Sunday, November 29, 2009

Points of View - November 29

Family, food, fun, and football is pretty much what every Thanksgiving has always been about with my family, and this year was no different. We all hope that everyone enjoyed Thanksgiving and the traditional long weekend of shopping and decorating.

For today's post, the main subject is climate change with the world's leaders meeting in Copenhagen next week, and this issue will take center stage in the media. There are definitely some varying opinions, so sift through and enjoy.

Climate Change

A Heated Debate - The Economist - "'WHAT is truth?' That was Pontius Pilate’s answer to Jesus’s assertion that 'Everyone that is of the truth heareth my voice.' It sounds suspiciously like the modern argument over climate change."

Rigging a Climate 'Consensus' - The Wall Street Journal - "The climatologists at the center of the leaked email and document scandal have taken the line that it is all much ado about nothing. Yes, the wording of their messages was unfortunate, but they insist this in no way undermines the underlying science. They're ignoring the damage they've done to public confidence in the arbiters of climate science."

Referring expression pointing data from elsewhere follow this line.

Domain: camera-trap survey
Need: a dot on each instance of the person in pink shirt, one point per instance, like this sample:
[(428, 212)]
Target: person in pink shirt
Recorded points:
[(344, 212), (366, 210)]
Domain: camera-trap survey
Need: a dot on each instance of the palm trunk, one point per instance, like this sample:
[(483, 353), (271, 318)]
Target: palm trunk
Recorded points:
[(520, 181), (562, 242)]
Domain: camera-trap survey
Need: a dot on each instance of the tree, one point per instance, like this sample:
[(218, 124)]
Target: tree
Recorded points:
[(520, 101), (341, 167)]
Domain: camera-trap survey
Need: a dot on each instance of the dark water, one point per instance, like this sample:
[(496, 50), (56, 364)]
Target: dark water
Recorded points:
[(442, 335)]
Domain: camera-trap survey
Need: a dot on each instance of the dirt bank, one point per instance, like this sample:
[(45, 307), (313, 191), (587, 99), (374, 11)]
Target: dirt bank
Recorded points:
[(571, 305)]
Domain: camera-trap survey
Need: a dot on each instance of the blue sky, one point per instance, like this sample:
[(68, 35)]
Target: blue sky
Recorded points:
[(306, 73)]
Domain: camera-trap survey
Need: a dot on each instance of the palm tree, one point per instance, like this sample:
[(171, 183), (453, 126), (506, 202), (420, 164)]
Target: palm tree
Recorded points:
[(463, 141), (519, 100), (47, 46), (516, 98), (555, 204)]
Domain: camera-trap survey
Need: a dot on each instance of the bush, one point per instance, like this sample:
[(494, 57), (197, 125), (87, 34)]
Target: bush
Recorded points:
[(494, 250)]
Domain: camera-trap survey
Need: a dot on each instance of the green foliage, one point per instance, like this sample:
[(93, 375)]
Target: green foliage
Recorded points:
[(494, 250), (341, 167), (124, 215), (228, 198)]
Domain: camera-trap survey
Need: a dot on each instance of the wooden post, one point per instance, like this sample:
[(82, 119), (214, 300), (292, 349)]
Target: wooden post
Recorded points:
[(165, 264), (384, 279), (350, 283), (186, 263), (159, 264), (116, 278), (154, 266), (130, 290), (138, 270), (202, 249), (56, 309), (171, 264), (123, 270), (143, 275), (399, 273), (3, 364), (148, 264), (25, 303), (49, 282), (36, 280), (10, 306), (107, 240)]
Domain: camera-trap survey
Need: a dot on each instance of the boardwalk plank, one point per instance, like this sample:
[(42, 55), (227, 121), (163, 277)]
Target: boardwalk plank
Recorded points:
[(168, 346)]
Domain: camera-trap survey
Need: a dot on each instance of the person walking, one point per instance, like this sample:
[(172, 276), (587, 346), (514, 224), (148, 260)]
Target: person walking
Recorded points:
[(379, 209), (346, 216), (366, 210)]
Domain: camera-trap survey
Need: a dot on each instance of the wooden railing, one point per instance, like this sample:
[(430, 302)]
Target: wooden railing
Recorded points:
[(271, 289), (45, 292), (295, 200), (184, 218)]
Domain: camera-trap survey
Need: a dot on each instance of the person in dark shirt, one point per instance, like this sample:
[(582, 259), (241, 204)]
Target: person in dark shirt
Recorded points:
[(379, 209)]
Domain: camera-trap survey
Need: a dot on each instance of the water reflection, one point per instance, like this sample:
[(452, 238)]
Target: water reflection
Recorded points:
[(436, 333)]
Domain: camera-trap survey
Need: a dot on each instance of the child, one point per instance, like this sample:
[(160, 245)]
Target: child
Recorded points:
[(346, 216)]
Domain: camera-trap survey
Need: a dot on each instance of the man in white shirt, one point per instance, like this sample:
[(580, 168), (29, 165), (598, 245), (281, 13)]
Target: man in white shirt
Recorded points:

Before the Climate Conference, a Weather Report - The New York Times - "President Obama and other world leaders will gather in Copenhagen next week to discuss climate change. Though this is a global issue, it’s also a profoundly local one. For this reason, the Op-Ed editors asked writers from four different continents to report on the climate changes they’ve experienced close to home. Here are their dispatches."

Health Care

A Modest Public Plan - The New York Times - "It is astonishing, but the question of whether a small slice of Americans should be able to choose between a government-run health insurance plan and private health insurance plans is threatening passage of much-needed health care reform."

Unemployment

The Jobless Gender Gap - By David Paul Kuhn - The Wall Street Journal - "The unemployment rate for men, 11.4%, based on seasonally adjusted data from the Bureau of Labor Statistics, outpaces the rate for women, 8.8%. We now have the largest jobless gender gap since tracking became possible in 1948. The gap reached its previous peak, 2.5 points, in 1967 and 1978. Today's gap has exceeded that for three months. It's endured at two points or above for an unprecedented length, eight months and counting."